Emotions
Use these insights and primers for whichever emotions fit each of your clients.
Fear
Fear, as an emotion, isn’t good or bad—it’s useful in some situations for some durations. Fear can protect us. But excess fear can become counter-productive and even dangerous. Now your subconscious mind can find ways for you to keep all the positive things that fear used to do, but without excess fear.
Anger
Anger isn’t good or bad—it’s an understandable reaction to an event, for some time. Anger can give us the energy we need to fight for justice in that moment, against that person. But once that reasonable situation and duration are in the past, it’s counter-productive to take that anger with us into other situations, with other people.
Any excess feeling of injustice is burning in just us. Anger burns those that hold on to it. Being forgiving, and letting go of a painful anger, creates a space for clarity and peace.
Sadness
Sadness often arises when something precious seems to end. This sadness is not separate from love—it is your love wearing a different face.
You could try to rise above sadness. But sometimes it is wiser to sit with sadness, to feel it fully in your chest, to notice that it softens you.
When you look closely, you may discover that nothing is ever truly lost. Not a single atom, not a single spark of energy, not a single echo of the laughter you shared. The form changes, but the essence remains in ways you can sense if you grow quiet enough.
In every tear, there is the memory of love. In every ache, there is proof of belonging. This, too, is a kind of peace—not the peace of rising above feeling, but the peace of knowing that love never really goes anywhere.
As you are breathing now, feel each breath arriving, each breath leaving. Not one of them disappears. Each becomes something else. So it is with everything you have ever loved.
Revenge
A desire to make them feel your pain keeps you locked in a cycle of suffering. There may not be such a thing as satisfactory revenge. Everyone pays for their own actions, without you having to be judge and executioner. You can be free from judging them and attacking them back.
Guilt
People with a desire for punishment tend to receive it, but many times more punishment than required to even things out. So it’s almost certain that you have suffered enough.

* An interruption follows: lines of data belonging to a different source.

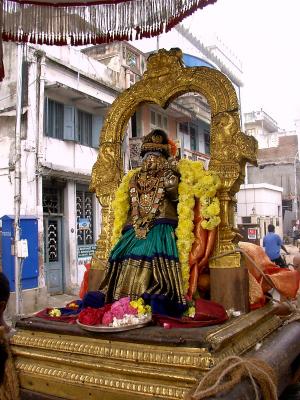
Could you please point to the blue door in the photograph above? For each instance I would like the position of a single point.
(53, 254)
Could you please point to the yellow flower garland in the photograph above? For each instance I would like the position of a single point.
(195, 181)
(121, 205)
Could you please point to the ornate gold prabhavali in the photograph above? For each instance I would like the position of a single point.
(75, 365)
(166, 78)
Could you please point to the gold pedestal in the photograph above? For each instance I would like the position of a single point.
(88, 366)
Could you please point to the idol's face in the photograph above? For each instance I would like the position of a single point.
(153, 162)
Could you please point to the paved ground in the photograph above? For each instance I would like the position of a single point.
(293, 250)
(62, 299)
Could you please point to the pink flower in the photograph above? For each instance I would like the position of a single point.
(130, 310)
(124, 301)
(117, 311)
(107, 318)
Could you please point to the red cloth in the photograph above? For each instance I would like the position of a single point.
(207, 313)
(285, 281)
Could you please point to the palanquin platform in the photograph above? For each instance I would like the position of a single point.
(55, 360)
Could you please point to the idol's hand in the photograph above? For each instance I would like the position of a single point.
(170, 180)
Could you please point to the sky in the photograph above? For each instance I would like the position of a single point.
(265, 36)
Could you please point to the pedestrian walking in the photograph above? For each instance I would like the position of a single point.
(272, 244)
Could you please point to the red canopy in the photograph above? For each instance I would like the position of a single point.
(58, 22)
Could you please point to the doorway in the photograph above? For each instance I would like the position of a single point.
(53, 252)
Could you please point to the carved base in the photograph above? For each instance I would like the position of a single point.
(86, 367)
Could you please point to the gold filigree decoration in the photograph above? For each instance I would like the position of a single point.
(238, 335)
(69, 378)
(166, 79)
(191, 357)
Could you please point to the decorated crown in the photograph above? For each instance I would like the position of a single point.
(156, 140)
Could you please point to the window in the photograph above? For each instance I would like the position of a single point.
(84, 211)
(184, 127)
(54, 118)
(165, 124)
(153, 118)
(206, 142)
(158, 120)
(84, 128)
(65, 122)
(134, 132)
(193, 138)
(246, 220)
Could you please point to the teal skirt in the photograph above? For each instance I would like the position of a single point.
(144, 266)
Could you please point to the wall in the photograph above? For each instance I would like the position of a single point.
(263, 203)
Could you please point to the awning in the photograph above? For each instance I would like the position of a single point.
(60, 22)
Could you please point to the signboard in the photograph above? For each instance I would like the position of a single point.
(86, 251)
(252, 233)
(84, 224)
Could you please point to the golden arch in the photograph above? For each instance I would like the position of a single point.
(165, 79)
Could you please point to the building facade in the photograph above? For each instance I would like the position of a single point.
(258, 205)
(66, 94)
(278, 163)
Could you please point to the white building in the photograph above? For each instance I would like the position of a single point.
(65, 98)
(66, 94)
(259, 205)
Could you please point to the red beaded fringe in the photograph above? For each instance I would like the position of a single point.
(96, 22)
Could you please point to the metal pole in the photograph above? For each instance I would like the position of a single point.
(295, 184)
(17, 179)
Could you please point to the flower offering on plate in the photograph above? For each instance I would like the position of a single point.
(121, 315)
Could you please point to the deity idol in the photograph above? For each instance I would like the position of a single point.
(145, 260)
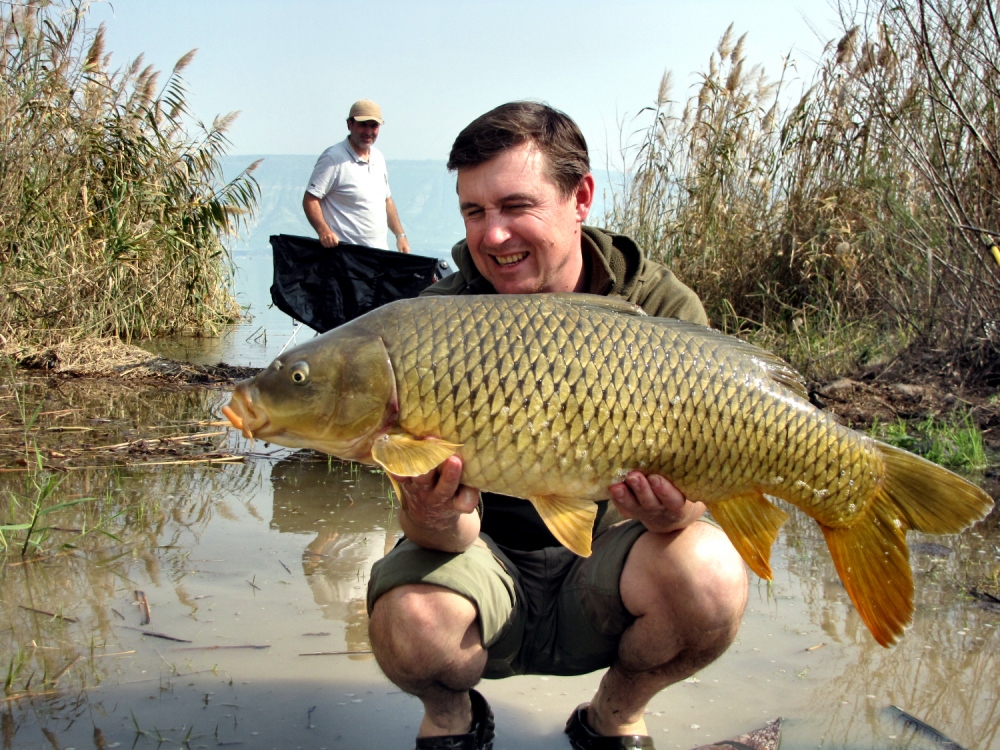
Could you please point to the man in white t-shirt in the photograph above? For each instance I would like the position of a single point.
(348, 198)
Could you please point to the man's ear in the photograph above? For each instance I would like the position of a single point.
(584, 196)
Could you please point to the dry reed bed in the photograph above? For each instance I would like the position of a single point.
(113, 210)
(842, 224)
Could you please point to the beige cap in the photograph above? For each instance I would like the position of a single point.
(365, 109)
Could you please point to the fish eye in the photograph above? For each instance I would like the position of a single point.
(299, 372)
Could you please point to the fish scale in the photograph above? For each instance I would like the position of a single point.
(610, 410)
(553, 398)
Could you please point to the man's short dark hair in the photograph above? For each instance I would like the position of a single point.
(512, 124)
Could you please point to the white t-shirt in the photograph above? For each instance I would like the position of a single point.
(352, 193)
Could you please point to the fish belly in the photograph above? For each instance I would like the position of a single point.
(550, 399)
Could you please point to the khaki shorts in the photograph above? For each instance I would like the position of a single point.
(541, 612)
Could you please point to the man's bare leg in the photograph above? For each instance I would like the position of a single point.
(687, 590)
(426, 639)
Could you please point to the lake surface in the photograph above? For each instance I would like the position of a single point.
(261, 566)
(257, 570)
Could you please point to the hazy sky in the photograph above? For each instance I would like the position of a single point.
(294, 67)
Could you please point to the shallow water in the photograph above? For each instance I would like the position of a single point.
(275, 552)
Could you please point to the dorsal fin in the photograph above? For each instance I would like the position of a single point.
(776, 368)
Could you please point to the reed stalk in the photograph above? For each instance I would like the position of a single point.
(114, 215)
(859, 215)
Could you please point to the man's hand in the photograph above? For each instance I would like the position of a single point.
(439, 511)
(328, 238)
(655, 501)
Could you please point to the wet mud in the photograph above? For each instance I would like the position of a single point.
(253, 571)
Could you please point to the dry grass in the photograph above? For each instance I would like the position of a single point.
(113, 212)
(855, 221)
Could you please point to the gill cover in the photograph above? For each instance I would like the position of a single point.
(364, 386)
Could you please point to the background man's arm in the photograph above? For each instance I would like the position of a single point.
(396, 226)
(314, 213)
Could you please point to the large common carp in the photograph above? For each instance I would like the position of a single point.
(555, 397)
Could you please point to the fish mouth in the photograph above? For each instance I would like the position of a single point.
(509, 260)
(240, 413)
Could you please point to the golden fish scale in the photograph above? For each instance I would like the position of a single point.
(552, 398)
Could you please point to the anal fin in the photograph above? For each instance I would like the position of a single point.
(751, 522)
(873, 562)
(571, 520)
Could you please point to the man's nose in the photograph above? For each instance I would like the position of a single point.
(497, 231)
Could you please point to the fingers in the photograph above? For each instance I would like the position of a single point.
(655, 501)
(440, 490)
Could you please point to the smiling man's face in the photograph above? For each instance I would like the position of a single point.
(523, 233)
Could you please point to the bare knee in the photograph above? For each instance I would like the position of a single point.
(420, 631)
(695, 578)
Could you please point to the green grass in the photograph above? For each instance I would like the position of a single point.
(956, 444)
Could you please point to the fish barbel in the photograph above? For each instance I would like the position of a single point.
(553, 398)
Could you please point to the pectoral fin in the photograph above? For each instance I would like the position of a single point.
(751, 523)
(406, 456)
(570, 520)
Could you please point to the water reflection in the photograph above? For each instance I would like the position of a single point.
(276, 550)
(348, 509)
(944, 668)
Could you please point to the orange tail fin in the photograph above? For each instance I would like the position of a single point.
(871, 556)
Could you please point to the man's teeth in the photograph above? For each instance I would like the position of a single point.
(506, 260)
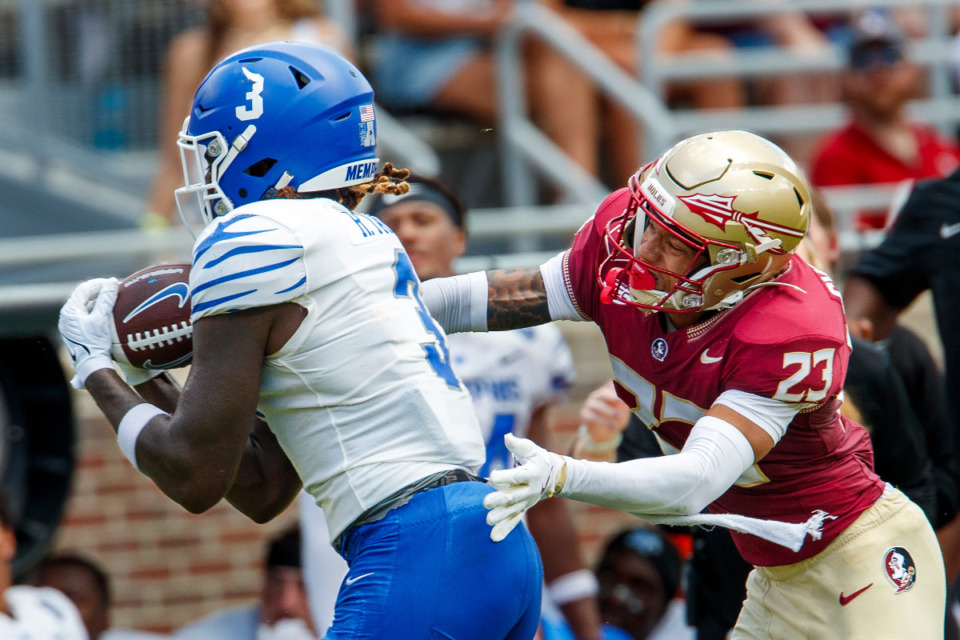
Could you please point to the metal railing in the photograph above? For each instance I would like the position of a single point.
(658, 69)
(524, 146)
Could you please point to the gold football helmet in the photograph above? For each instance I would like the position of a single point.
(738, 199)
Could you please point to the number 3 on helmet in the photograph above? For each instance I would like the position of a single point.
(275, 115)
(737, 199)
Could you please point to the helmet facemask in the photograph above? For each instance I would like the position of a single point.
(205, 158)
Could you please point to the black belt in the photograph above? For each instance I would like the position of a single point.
(403, 496)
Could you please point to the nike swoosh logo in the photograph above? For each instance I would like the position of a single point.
(845, 600)
(178, 289)
(949, 230)
(705, 358)
(350, 581)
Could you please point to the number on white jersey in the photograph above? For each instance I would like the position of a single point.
(437, 354)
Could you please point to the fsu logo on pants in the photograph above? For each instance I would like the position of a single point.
(900, 569)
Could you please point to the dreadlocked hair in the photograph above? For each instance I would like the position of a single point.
(389, 180)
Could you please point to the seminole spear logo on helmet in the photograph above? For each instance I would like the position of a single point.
(718, 210)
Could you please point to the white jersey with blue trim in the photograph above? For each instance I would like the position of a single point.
(509, 375)
(40, 613)
(362, 397)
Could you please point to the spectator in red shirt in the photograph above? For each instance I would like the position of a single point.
(880, 144)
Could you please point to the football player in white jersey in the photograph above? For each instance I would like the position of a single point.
(31, 613)
(309, 315)
(512, 376)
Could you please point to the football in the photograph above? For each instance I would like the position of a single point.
(151, 318)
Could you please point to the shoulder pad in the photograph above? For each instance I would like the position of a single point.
(244, 261)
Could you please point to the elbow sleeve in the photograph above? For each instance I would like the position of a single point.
(715, 455)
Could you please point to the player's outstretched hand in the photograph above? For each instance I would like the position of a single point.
(84, 325)
(539, 474)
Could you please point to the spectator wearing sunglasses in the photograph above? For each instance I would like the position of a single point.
(880, 144)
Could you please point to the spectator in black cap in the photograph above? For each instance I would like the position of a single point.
(639, 575)
(282, 612)
(880, 144)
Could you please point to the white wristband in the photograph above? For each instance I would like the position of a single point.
(573, 586)
(132, 423)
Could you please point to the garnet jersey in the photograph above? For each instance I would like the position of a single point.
(362, 397)
(787, 340)
(510, 374)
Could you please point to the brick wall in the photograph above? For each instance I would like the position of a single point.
(169, 567)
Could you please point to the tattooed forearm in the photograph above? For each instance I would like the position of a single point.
(517, 298)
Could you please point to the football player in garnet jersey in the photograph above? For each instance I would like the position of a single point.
(309, 315)
(733, 351)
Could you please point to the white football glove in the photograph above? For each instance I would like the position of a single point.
(539, 474)
(84, 325)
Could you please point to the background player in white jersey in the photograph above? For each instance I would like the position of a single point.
(31, 613)
(310, 314)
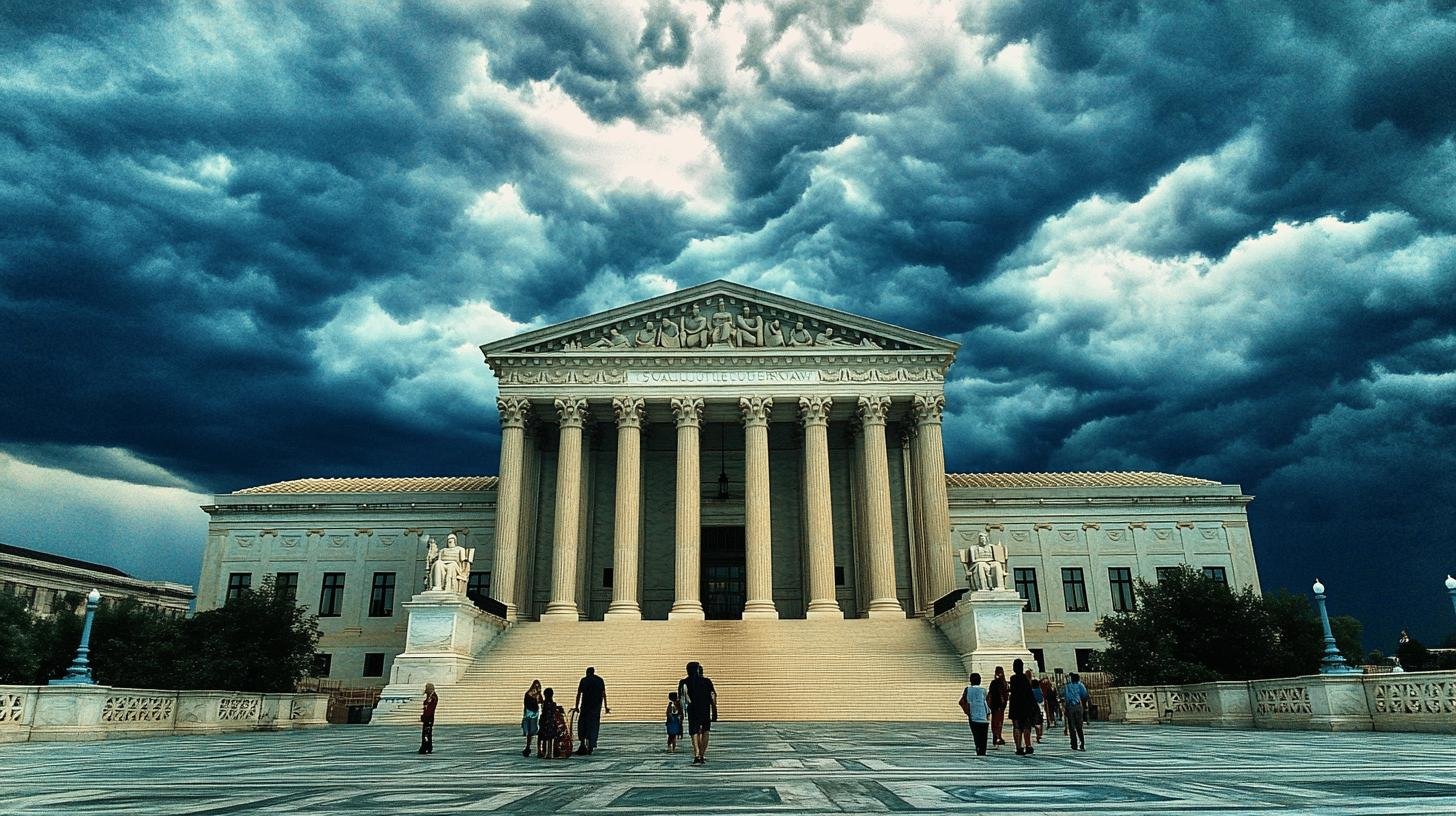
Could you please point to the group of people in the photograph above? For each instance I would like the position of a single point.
(549, 726)
(1033, 705)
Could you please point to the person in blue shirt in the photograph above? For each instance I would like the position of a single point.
(977, 711)
(1075, 698)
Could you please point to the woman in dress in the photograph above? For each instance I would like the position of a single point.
(532, 716)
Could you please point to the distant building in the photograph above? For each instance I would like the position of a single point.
(53, 583)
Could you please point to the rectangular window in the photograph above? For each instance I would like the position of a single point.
(1121, 582)
(331, 598)
(287, 585)
(382, 596)
(478, 587)
(373, 663)
(1073, 589)
(238, 583)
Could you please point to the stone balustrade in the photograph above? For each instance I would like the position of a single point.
(86, 713)
(1413, 701)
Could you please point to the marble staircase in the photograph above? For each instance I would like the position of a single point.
(765, 671)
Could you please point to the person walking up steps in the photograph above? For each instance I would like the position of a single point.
(701, 701)
(591, 698)
(427, 720)
(674, 722)
(998, 701)
(1075, 697)
(977, 711)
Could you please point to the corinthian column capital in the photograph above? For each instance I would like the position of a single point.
(687, 410)
(629, 411)
(872, 410)
(814, 410)
(756, 410)
(572, 411)
(514, 411)
(928, 408)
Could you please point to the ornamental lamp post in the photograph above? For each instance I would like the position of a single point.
(79, 672)
(1332, 662)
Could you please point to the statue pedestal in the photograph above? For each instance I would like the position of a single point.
(446, 633)
(984, 627)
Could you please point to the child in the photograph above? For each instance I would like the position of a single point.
(549, 726)
(674, 722)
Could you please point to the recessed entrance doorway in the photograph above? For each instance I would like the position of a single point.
(725, 580)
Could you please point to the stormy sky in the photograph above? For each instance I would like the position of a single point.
(242, 242)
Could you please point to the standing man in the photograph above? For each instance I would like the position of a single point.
(591, 698)
(1075, 695)
(701, 701)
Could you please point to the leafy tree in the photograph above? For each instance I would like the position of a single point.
(1348, 636)
(261, 641)
(1190, 628)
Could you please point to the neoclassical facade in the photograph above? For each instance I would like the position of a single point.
(722, 453)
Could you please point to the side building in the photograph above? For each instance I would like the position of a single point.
(54, 583)
(351, 551)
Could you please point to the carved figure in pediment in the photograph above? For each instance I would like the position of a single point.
(647, 335)
(750, 328)
(670, 335)
(724, 331)
(695, 330)
(612, 340)
(773, 335)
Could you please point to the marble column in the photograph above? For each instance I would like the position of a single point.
(880, 532)
(514, 410)
(934, 503)
(568, 513)
(757, 529)
(686, 567)
(819, 523)
(626, 522)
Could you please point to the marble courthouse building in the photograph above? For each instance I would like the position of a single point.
(721, 453)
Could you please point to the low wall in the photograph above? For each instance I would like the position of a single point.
(1411, 701)
(89, 713)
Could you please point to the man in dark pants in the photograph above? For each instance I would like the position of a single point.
(591, 698)
(696, 694)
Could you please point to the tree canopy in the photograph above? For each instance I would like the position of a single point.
(1188, 628)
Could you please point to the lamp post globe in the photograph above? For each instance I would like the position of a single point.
(1332, 662)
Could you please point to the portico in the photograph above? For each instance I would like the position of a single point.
(626, 434)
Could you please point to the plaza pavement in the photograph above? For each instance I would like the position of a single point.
(753, 768)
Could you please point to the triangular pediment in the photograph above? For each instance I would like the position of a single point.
(718, 316)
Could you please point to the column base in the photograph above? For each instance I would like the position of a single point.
(686, 611)
(559, 612)
(885, 608)
(820, 609)
(625, 611)
(760, 611)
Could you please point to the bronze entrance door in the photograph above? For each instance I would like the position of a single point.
(725, 582)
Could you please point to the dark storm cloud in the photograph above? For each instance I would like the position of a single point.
(245, 244)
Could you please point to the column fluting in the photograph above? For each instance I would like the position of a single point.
(562, 605)
(757, 528)
(819, 523)
(934, 503)
(884, 603)
(625, 538)
(514, 410)
(686, 567)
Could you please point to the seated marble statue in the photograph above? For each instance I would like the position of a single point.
(984, 564)
(449, 567)
(695, 330)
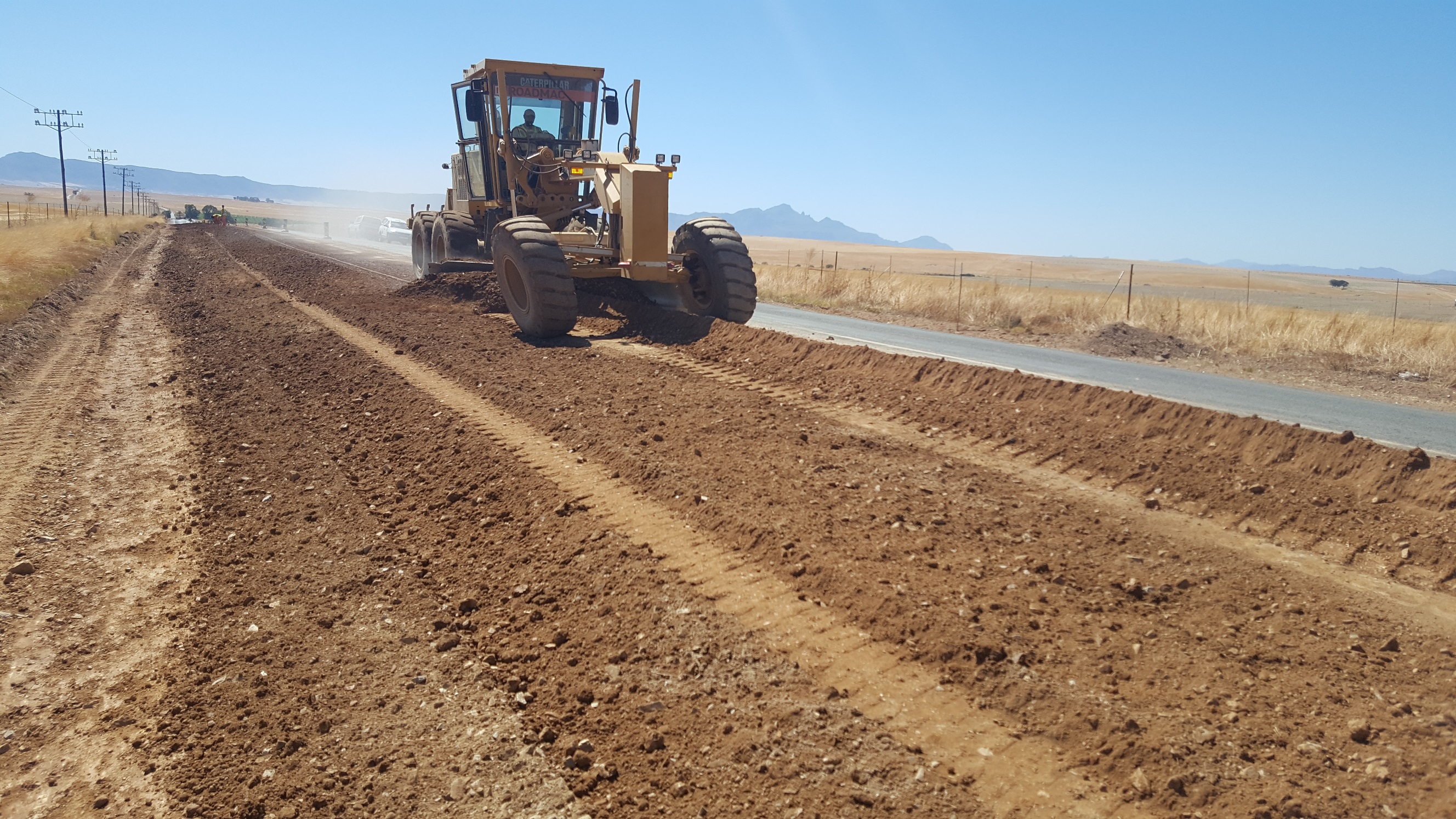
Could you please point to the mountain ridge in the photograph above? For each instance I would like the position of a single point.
(787, 224)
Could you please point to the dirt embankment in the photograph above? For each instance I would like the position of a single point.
(394, 616)
(37, 328)
(1158, 661)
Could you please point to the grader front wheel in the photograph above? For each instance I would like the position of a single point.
(421, 240)
(453, 236)
(535, 277)
(721, 282)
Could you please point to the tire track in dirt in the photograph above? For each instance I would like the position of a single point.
(1228, 676)
(30, 414)
(1439, 607)
(1013, 773)
(87, 632)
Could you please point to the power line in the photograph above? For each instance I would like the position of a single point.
(18, 96)
(65, 121)
(123, 173)
(104, 156)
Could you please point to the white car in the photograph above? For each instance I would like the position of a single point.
(363, 228)
(394, 231)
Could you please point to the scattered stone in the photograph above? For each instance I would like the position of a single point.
(1140, 783)
(1359, 731)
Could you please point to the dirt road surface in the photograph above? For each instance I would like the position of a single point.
(290, 543)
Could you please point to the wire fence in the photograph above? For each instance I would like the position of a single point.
(19, 215)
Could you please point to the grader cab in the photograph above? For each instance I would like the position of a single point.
(535, 198)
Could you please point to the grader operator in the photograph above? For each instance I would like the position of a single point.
(542, 204)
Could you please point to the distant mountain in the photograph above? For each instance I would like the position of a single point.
(37, 169)
(788, 224)
(1439, 276)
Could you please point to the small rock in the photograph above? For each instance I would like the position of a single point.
(1140, 783)
(1359, 731)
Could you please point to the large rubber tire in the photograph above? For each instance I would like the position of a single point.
(721, 280)
(421, 235)
(535, 277)
(453, 236)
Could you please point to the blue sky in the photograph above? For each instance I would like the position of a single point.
(1306, 133)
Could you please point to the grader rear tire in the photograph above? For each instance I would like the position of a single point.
(535, 277)
(453, 236)
(421, 238)
(721, 282)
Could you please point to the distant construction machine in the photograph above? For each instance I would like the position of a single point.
(549, 206)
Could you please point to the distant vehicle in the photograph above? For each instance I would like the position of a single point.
(365, 228)
(394, 231)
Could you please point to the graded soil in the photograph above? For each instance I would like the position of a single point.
(411, 563)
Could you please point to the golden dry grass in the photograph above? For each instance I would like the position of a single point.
(38, 257)
(1355, 342)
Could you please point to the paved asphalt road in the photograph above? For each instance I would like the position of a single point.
(1385, 423)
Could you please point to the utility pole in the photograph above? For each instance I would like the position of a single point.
(124, 174)
(65, 120)
(104, 156)
(1129, 317)
(960, 288)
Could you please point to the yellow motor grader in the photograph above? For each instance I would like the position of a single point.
(535, 198)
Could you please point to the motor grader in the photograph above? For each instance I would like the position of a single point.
(535, 198)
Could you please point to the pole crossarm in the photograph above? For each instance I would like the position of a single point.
(65, 121)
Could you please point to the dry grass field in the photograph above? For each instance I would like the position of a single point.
(1094, 276)
(1335, 340)
(37, 257)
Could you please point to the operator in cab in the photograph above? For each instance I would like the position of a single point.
(527, 130)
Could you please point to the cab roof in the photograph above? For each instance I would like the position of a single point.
(485, 67)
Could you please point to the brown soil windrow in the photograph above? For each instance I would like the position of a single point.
(682, 567)
(1124, 342)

Now you don’t have to suffer anymore. And you don't have to invite others to play a role in punishing you. You can make a new vow:
"Now I no longer hold any guilt or desire any punishment, so we both may be released from a cycle of suffering into peace."
Pain & Power
You can realize they were not acting out of real power or strength, but acting out of their pain and weakness. You can break the cycle and realize your real power and strength is in calm, clarity, confidence, and peace.
Compassion
You have realized that for that person, in many ways, their life experience and state of mind is already a punishment. You can break the cycle for yourself, so you are freed from their influence.
You don’t act out of your pain to punish. You act out of your power to forgive and allow natural justice to take its course, while you focus on your own wisdom of compassion.